By MARK SCOLFORO, Associated Press
BELLEFONTE, Pa. (AP) — A simple question could be the key to the case against Jerry Sandusky: Will the young men who contend the former Penn State assistant football coach sexually abused them be viewed as credible witnesses?
Legal experts say that's often the case in criminal trials, but even more in a case with allegations that go back many years and little or no forensic evidence.
"In any case I've tried like this, the people who are the accusers have to come across exceedingly well," said veteran Harrisburg defense attorney Matt Gover. "And the defense has to demonstrate a theory to the jury that there's motive for them to lie or fabricate."
Jury selection in Sandusky's trial is to begin Tuesday morning in a central Pennsylvania courtroom.
Prosecutors allege Sandusky engaged in a range of sexual abuse of 10 boys over 15 years, charges he has repeatedly denied.
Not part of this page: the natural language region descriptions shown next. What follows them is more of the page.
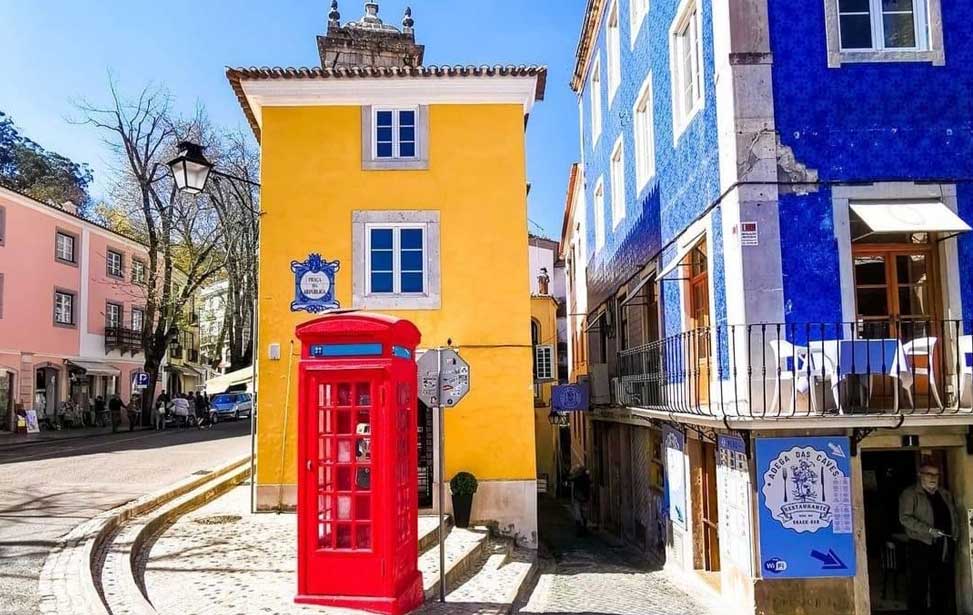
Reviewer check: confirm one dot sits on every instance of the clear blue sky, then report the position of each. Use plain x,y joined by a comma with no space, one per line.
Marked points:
57,51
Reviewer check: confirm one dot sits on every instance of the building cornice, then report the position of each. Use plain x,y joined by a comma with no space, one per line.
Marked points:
257,88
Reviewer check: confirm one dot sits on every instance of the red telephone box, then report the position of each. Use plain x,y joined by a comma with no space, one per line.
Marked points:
357,506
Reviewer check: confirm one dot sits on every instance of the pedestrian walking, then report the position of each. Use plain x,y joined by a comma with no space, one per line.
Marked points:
115,405
580,494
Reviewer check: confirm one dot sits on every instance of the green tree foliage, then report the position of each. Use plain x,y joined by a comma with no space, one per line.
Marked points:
47,176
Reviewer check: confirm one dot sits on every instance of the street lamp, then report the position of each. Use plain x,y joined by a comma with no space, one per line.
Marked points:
190,168
558,419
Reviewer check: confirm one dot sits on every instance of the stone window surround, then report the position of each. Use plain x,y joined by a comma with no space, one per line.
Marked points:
841,198
936,54
419,163
74,246
431,299
74,308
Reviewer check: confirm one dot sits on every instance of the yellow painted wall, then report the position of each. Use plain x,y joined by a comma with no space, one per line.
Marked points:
312,181
543,310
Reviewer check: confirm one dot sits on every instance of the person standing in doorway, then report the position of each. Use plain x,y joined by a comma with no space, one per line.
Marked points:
115,405
928,514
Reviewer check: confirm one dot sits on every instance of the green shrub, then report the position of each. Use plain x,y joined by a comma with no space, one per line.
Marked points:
463,483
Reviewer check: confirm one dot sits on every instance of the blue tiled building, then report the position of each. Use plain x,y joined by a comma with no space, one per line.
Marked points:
777,205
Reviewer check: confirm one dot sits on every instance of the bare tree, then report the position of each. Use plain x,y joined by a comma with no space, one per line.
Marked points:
236,203
183,233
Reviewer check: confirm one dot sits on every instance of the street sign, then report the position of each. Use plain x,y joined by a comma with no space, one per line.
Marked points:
806,521
140,380
444,377
570,397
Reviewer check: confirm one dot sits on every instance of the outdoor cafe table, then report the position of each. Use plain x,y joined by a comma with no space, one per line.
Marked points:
862,357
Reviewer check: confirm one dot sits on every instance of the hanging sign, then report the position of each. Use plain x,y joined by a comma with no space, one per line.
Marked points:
314,284
806,523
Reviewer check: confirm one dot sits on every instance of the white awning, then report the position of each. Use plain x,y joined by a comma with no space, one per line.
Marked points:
684,250
933,217
95,368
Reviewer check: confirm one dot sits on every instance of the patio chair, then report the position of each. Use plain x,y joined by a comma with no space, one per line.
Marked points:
923,347
793,364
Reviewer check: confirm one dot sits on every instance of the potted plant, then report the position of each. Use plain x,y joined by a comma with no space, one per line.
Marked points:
462,487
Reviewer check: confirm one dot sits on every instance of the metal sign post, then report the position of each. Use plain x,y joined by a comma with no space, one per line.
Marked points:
444,379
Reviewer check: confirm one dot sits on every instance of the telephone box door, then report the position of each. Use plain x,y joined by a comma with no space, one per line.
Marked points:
342,481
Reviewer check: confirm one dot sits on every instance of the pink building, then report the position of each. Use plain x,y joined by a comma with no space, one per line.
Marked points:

Eight of those 10 alleged victims have been identified by investigators, and most, if not all, had been prepared to take the stand at Sandusky's preliminary hearing, which he waived at the last minute in mid-December.
Sandusky's lawyers have sought potentially damaging material from the alleged victims' pasts, including any history of making up stories, criminal arrests and psychological problems.
The defense will have their grand jury testimony to compare against whatever they say on the stand at trial, and have indicated they will try to show some of the accusers have collaborated, hoping to cash in through civil litigation.
"Joe Amendola has said during some of the hearings that the defense is going to turn on a claim that some, if not all, of these victims had motives to fabricate these allegations," said Wes Oliver, a law professor at Widener University School of Law in Pennsylvania.
John E.B. Myers, a law professor at the University of the Pacific in Sacramento and author or editor of eight books on child abuse, said the core issues in the Sandusky case are the same as many others.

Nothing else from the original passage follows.